Bridge number vs. Number of Meridians.  As mentioned above, the question of the bridge number of a knot versus the number of needed meridians to generate its knot group has been around for a while, and the augmentation rank can help to study this question.  Since the papers that discussed the augmentation rank were written (Knot contact homology and representations of knot groups and Augmentation rank of satellites with braid pattern), the question has gained more attention.  Partial progress towards an answer has been made by other researchers since. ⁹

While I found in my work that augmentation rank cannot give a complete answer to this question, it does have promising properties that could allow one to attack the question from a kind of “macroscopic” approach. ¹⁰ Being able to do so would involve proving that a certain polynomial system of equations must have a solution.  Doing this is a rather hard problem, in general.  However, the polynomial system involved in this case is quite special, and experimental evidence suggests that some assumptions (which have a natural interpretation from the knot theory side) could keep enough control on the system to do the trick.

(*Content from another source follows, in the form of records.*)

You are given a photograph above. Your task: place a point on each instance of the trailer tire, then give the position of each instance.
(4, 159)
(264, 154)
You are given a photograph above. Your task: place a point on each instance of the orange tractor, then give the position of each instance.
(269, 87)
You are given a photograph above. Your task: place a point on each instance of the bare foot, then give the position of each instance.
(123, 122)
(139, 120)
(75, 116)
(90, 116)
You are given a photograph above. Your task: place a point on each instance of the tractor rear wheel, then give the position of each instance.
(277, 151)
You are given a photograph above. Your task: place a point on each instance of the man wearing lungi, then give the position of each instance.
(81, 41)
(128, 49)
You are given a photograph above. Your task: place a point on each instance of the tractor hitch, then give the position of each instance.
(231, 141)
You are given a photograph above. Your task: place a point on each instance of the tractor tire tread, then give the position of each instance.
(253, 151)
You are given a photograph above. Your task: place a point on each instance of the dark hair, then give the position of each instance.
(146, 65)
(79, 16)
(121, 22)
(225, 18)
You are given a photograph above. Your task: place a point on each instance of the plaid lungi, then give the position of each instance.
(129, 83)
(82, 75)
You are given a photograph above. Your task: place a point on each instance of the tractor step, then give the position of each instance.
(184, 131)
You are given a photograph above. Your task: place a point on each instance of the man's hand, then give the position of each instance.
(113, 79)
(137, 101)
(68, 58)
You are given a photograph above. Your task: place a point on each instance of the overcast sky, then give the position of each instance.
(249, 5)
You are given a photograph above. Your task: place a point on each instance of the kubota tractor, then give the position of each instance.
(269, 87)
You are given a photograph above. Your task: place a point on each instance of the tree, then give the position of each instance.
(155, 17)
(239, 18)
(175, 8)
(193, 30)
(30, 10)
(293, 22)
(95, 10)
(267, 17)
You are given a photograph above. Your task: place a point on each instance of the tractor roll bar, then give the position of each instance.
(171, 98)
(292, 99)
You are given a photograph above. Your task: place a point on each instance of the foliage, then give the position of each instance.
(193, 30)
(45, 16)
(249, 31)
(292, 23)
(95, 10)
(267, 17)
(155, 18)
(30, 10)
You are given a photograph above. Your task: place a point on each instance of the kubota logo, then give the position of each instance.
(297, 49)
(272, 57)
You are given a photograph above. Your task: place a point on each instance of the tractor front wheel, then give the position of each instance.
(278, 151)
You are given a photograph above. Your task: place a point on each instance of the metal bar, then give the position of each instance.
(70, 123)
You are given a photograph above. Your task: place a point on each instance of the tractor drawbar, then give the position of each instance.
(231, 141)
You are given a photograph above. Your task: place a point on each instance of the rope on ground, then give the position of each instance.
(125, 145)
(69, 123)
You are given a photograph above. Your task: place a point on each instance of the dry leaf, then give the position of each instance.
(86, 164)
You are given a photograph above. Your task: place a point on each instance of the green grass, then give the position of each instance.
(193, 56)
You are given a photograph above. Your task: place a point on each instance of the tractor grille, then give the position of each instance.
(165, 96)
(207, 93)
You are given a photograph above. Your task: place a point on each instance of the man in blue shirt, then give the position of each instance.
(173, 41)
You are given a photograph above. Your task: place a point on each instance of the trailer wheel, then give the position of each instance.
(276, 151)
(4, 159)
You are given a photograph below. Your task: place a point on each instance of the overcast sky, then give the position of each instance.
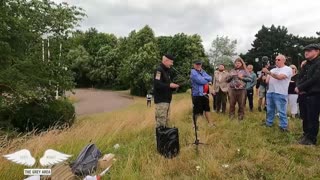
(238, 19)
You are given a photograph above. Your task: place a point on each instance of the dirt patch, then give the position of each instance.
(91, 101)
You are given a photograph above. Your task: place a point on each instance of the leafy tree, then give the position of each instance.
(24, 76)
(222, 51)
(140, 58)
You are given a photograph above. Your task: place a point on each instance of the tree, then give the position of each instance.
(271, 41)
(24, 76)
(140, 56)
(222, 51)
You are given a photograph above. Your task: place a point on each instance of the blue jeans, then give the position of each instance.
(277, 102)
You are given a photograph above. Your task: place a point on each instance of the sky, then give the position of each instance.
(237, 19)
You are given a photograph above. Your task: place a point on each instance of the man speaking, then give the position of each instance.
(163, 86)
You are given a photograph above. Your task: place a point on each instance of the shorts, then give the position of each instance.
(262, 92)
(200, 104)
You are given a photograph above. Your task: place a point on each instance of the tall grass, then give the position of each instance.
(235, 150)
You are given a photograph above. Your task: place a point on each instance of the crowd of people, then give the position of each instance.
(281, 86)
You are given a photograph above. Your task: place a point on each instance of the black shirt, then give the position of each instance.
(292, 85)
(309, 78)
(161, 85)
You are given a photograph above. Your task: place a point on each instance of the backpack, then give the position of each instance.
(87, 160)
(167, 141)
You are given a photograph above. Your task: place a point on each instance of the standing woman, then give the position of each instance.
(292, 95)
(237, 79)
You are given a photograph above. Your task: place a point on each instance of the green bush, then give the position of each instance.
(38, 116)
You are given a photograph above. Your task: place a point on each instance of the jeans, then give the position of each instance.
(310, 115)
(277, 102)
(237, 96)
(221, 101)
(250, 98)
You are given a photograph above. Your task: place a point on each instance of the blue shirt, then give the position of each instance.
(198, 79)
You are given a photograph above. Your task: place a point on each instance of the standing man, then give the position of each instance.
(220, 88)
(278, 82)
(149, 96)
(200, 91)
(237, 78)
(250, 85)
(308, 88)
(262, 89)
(163, 87)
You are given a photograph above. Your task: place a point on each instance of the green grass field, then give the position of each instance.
(236, 150)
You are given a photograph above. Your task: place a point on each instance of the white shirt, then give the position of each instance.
(280, 86)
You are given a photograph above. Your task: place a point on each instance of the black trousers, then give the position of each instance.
(221, 101)
(214, 97)
(309, 112)
(250, 98)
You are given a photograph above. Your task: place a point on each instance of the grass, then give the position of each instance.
(236, 150)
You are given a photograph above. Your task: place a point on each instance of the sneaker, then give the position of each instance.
(306, 141)
(211, 124)
(265, 125)
(283, 129)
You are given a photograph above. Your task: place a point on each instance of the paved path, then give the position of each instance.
(91, 101)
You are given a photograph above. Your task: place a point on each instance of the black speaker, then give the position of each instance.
(168, 141)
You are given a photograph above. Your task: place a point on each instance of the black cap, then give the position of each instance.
(197, 62)
(169, 56)
(312, 47)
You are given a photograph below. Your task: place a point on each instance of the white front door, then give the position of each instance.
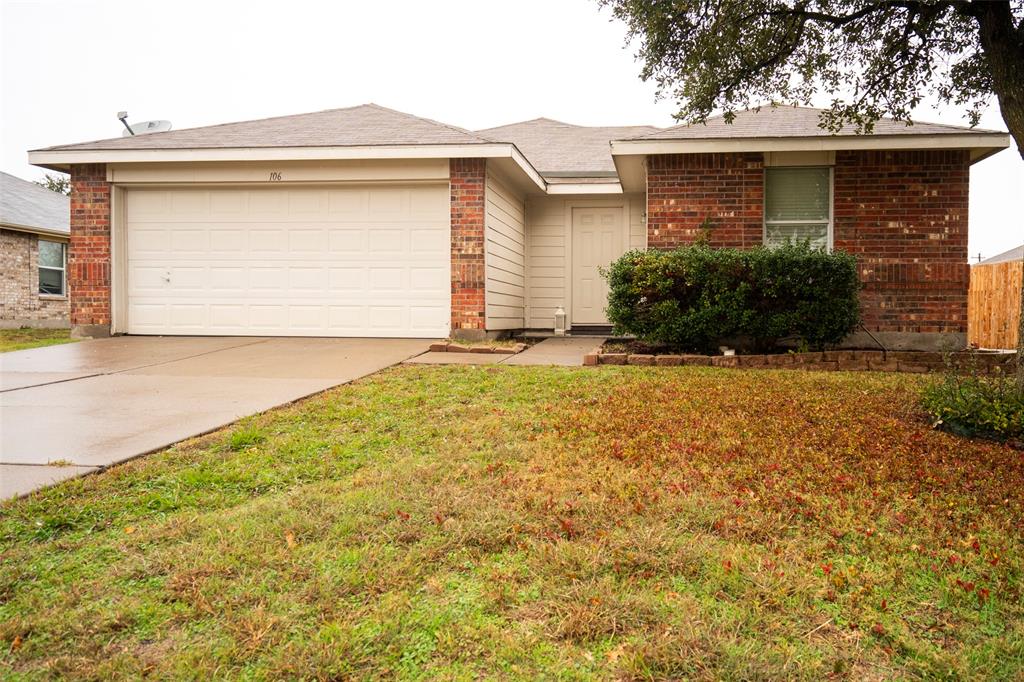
(598, 239)
(370, 261)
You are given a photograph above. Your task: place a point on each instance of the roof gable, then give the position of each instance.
(786, 121)
(27, 205)
(563, 148)
(366, 125)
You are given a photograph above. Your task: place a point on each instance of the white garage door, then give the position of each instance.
(298, 261)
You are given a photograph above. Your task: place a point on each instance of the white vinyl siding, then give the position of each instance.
(798, 206)
(549, 221)
(506, 268)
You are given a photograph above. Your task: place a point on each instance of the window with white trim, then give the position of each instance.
(798, 206)
(52, 267)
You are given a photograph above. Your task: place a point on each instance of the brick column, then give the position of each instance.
(89, 253)
(467, 182)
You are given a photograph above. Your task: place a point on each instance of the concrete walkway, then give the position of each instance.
(70, 410)
(564, 351)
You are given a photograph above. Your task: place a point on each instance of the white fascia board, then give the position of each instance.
(42, 231)
(822, 143)
(586, 188)
(527, 168)
(61, 159)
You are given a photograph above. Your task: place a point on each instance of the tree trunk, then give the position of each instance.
(1003, 45)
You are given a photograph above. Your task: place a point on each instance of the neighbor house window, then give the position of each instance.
(52, 265)
(798, 206)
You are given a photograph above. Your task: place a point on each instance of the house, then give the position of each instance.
(993, 309)
(34, 230)
(367, 221)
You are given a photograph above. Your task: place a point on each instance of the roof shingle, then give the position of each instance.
(25, 204)
(785, 121)
(553, 146)
(365, 125)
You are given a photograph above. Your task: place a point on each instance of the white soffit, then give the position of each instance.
(61, 160)
(980, 144)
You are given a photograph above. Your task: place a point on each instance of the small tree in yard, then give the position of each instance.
(873, 57)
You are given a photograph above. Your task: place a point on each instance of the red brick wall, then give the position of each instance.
(683, 190)
(89, 255)
(467, 180)
(904, 214)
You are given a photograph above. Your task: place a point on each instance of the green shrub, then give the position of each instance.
(694, 297)
(971, 405)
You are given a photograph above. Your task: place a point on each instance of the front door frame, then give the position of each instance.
(620, 202)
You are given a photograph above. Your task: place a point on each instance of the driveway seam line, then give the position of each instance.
(131, 369)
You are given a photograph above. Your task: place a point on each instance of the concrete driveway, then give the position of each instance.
(90, 405)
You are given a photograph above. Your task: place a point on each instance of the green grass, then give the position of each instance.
(520, 522)
(25, 338)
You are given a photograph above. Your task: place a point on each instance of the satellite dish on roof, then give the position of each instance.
(141, 128)
(146, 127)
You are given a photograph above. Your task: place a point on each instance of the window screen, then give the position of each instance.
(797, 206)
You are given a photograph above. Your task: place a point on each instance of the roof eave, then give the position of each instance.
(981, 144)
(61, 160)
(34, 229)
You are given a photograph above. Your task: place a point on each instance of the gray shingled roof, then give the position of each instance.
(27, 205)
(354, 126)
(553, 146)
(784, 121)
(1016, 254)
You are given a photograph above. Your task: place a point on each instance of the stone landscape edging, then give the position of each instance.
(456, 347)
(843, 360)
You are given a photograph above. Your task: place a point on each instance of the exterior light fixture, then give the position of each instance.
(560, 322)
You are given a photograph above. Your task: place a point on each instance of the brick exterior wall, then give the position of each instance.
(89, 256)
(20, 303)
(903, 214)
(724, 189)
(468, 272)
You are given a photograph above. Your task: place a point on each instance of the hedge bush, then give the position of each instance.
(971, 405)
(694, 297)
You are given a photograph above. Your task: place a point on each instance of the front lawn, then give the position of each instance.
(25, 338)
(519, 522)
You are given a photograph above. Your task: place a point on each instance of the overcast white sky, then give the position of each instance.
(69, 66)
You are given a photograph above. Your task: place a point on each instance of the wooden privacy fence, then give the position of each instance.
(993, 304)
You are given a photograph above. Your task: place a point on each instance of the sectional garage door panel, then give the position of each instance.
(312, 261)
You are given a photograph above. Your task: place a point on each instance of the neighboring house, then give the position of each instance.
(994, 300)
(366, 221)
(34, 230)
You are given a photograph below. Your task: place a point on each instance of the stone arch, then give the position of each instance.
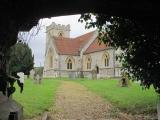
(88, 62)
(106, 59)
(60, 34)
(50, 58)
(70, 62)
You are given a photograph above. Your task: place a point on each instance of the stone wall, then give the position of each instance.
(97, 59)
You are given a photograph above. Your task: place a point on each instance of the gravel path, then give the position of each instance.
(75, 102)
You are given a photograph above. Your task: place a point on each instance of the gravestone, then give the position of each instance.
(38, 79)
(21, 76)
(8, 107)
(32, 73)
(72, 75)
(94, 74)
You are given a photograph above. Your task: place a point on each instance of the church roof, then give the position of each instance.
(72, 46)
(95, 47)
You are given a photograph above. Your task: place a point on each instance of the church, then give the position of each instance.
(65, 56)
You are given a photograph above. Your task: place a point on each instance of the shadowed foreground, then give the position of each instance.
(75, 102)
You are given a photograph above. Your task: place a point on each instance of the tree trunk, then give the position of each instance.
(158, 106)
(8, 37)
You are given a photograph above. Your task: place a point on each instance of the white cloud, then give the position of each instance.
(37, 43)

Characters of branched double-covers and “simple” hyperbolic manifolds.  A recent paper of Sivek and Zentner ¹¹ studied a class of 3-manifolds that are interesting because they are as simple as possible from the perspective of instanton gauge theory (one type of field theory in physics).  From that study, those which are the most challenging to classify are the ones that can be given a hyperbolic geometric structure.  One attempt the authors made to understand these manifolds (those with a hyperbolic structure) involved focusing on branched double-covers over knots.  As it turns out, two of the examples that featured in my Character varieties… paper were the only examples they could find that were hyperbolic and simple from this perspective!  These are the branched double-covers over the \(8_{18}\) knot and the \(10_{109}\) knot.

Two possible projects present themselves from this.  The first relates to the branched double-cover over the \(8_{18}\) knot.  This 3-manifold is known to have a fundamental group that is isomorphic to the Fibonacci group \(F(2,8)\), that has presentation

\(F(2,8) = \langle x_0,x_1,\ldots,x_7\ |\ x_ix_{i+1} \equiv x_{i+2}\ \forall\ i\in\mathbb Z/8\mathbb Z\rangle\).

The results mentioned imply that any homomorphism to the classical group \(SU(2)\), that is  \(F(2,8) \to SU(2)\), must have a cyclic image.  As Sivek and Zentner mention in the paper, it would be interesting to see a direct proof of this fact.

A second project that comes to mind involves extending the search that Sivek and Zentner begin.  They only find these two branched double-covers that are both hyperbolic and simple in this gauge theoretic way.  Their search went up to a certain complexity of knots, but a smart approach might be able to push that boundary farther.  With luck, this search would present a way to understand when such hyperbolic manifolds are simple in this gauge theoretic sense.